Fun at the Novecento Museum, Florence

Last night we were staying at L’Orilogio hotel, a very smart place in the piazza Santa Maria Novello, near the train station in Florence. It put us in prime position to explore the relatively new museum of the 20th Century, the Museo Novecento, which opened in June 2014. Most people come to Florence to enjoy the wealth of Renaissance art, so it is interesting to get a later perspective on the creative output of the city. A fascinating film on the top floor shows how the city has featured in cinema from Arnaldo Ginna’s 1916 Futurist Life to Franco Zeffirelli’s 1999 Tea with Mussolini. The first and second floors are dedicated to displaying in rotation the large collection of 20th century art that has been donated to the museum.
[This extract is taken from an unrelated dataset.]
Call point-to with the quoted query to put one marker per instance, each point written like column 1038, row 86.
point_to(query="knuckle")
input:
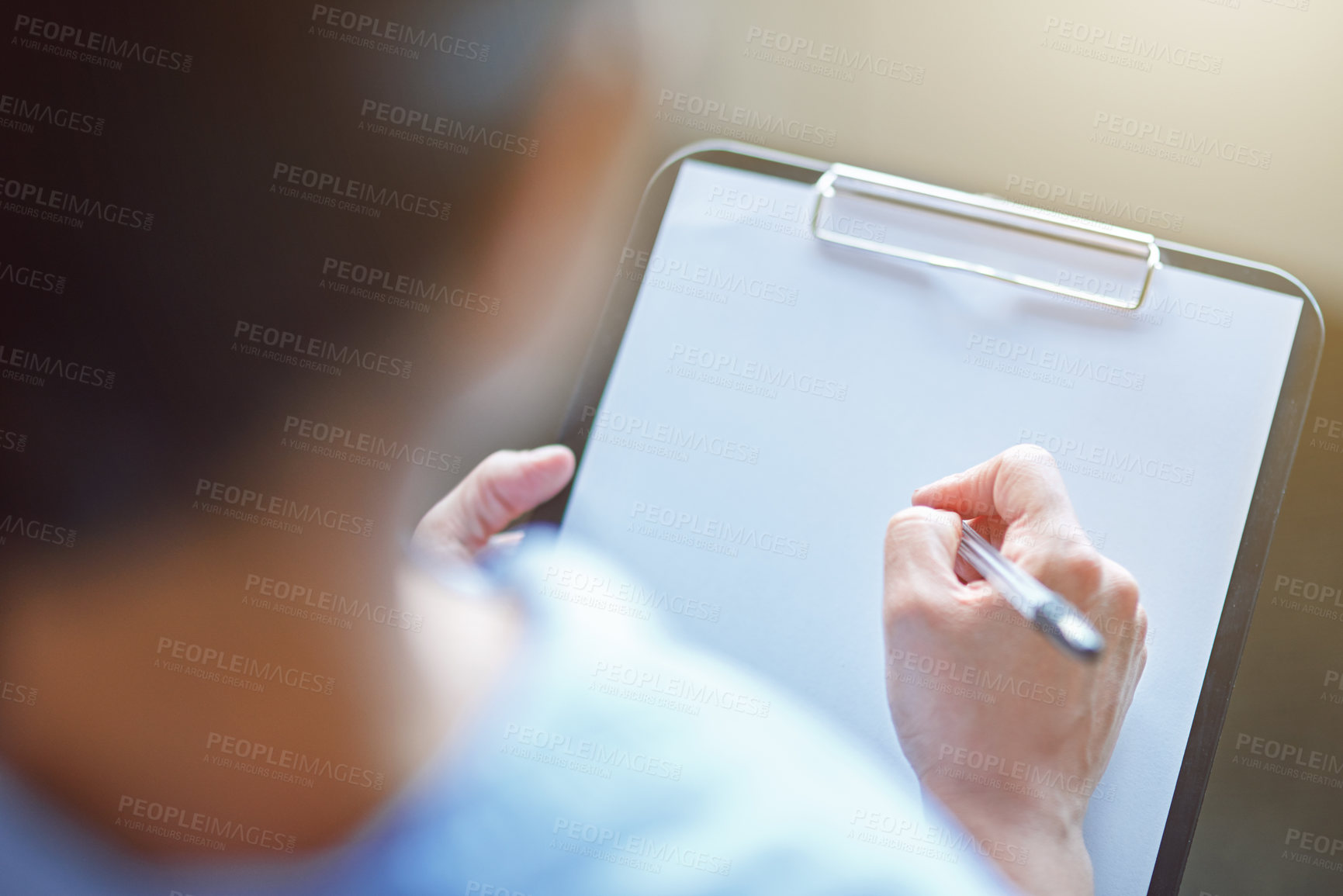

You start your journey in the 1990s and then head back in time through 1980s postmodernism and performance art, through to the innovative curation of the city’s Schema gallery in the 1970s and back to 1960s avant garde. Upstairs is the city’s civic collection, mainly donated by Alberto Della Ragione, which is arranged in a more thematic way. The piece of art that excited my breastfeeding toddlers the most was a statue by Antonietta Raphael entitled Maternita, a 1964 bronze depicting a mother breastfeeding a standing child. It is not often you see public depictions of breastfeeding, particularly in modern culture – such as films, television and advertising – let alone a breastfeeding toddler, so they were delighted to see a little piece of their private world on display. Of course it put the idea into their heads, so while I was watching the film upstairs I secretly had a child on each breast!